Tuesday, June 25, 2013

An Unlikely Ride: Our New Stop Motion Video

An Unlikely Ride: Behind the Scenes

I suppose the concept for this video started a couple years ago when I used my GoPro to make a stop-motion video of myself building a new Transition TR250. It was when the 250 had just come out, and I figured people would like to see the bike and the stop motion would be a fun way to document the build. It was easy; just stick the GoPro in the corner, set it to take a picture every two seconds, and then build the bike. After piling the pictures together in Final Cut and slapping some music on it, I had a fun video that got a decent response on Pinkbike. But it planted this evil seed in my mind. I thought:

"It would be cool to do the same thing but without anyone in the pictures, so it looks like it built itself."

I tried to banish the thought as soon as it came, but it was too late. I told my mates my idea and we knew we had to do it. We made that video a year later. The results, the TR250 stop motion bike build, got a pretty substantial response on Pinkbike, Vimeo, and Youtube. Making the video was incredibly tedious, but we knocked out the photography in 18 hours over the weekend and the editing process was relatively simple.
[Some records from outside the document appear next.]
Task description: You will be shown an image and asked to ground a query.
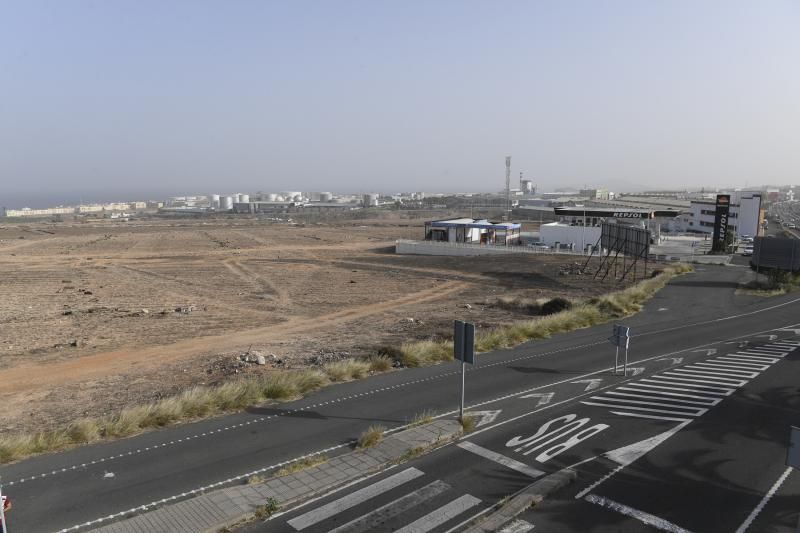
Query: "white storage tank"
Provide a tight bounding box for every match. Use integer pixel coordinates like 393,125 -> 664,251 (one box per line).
219,196 -> 233,211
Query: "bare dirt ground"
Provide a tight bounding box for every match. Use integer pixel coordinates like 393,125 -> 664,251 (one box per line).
0,214 -> 636,432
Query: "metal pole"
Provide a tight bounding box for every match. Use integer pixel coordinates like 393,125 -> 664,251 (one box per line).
0,481 -> 8,533
624,337 -> 630,377
458,361 -> 467,422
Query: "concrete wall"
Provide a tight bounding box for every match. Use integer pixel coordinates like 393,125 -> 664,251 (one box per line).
395,240 -> 581,256
539,222 -> 600,251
We had never done legit stop-motion before, so after brief planning we just hoped for the best as we took the pictures. We really didn't know how it would turn out until we lined all the pictures up on the computer, and while we were really excited about how it turned out, we noticed a lot of things we could do better. 
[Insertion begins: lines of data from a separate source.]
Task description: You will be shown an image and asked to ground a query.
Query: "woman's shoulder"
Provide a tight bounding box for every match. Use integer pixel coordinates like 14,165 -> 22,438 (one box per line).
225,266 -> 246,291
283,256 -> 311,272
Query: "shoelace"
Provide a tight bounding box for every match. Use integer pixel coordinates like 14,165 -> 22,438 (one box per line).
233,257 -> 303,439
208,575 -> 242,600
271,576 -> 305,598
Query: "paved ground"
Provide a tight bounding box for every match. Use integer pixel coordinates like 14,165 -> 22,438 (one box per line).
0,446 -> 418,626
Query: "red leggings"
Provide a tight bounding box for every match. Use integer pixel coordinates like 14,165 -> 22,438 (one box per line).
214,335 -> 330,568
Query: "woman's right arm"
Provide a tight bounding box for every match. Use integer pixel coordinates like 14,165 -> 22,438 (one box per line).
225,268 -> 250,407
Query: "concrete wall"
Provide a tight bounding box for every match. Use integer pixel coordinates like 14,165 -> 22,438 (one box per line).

Still shot from our original video.

My favorite part of that video is the actual bike building itself, but a lot of people were really stoked about the "riding" at the end of the video (which we pretty much did as an afterthought). So a year later, when the pain of stop-motion photography had been dulled in our memories, we started talking about doing another video where we applied everything we learned from last time and focused more on the riding. 
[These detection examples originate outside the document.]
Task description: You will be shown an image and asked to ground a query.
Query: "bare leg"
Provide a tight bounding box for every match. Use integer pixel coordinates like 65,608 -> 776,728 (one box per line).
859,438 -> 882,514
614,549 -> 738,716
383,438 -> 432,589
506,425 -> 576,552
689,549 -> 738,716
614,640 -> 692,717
We wanted to tell more of a story this time, so we spent a lot of time brain storming. As ideas came, we would talk about how horrible it was going to be to try and carry them out. Some had do be dismissed as impossible. Others just weren't in our budget (of zero dollars). Ultimately, we mapped out the story in the constraints of our location, a friend's shop with 18-foot ceilings, which provided a decent sized concrete background for our photos. In the end we spent a few bucks: A new lens, a power supply for the camera, and a 30 foot USB cable so we could see what we were shooting and take the pictures from a laptop.

The shop floor was dirty, so we washed it.
Getting ready to mount the camera.

We may or may not have zip-tied two ladders together to reach the ceiling. The first couple times up there were a little scary.

Final touches on the floor.
 We wanted to make the trail and speed look much more realistic, so I spent some time calculating walking speed, falling speed, riding speeds, wheel revolutions, and ultimately how far the wheel should turn in each picture in relation to how much ground would move under the bike in each picture. Annual quota of math filled!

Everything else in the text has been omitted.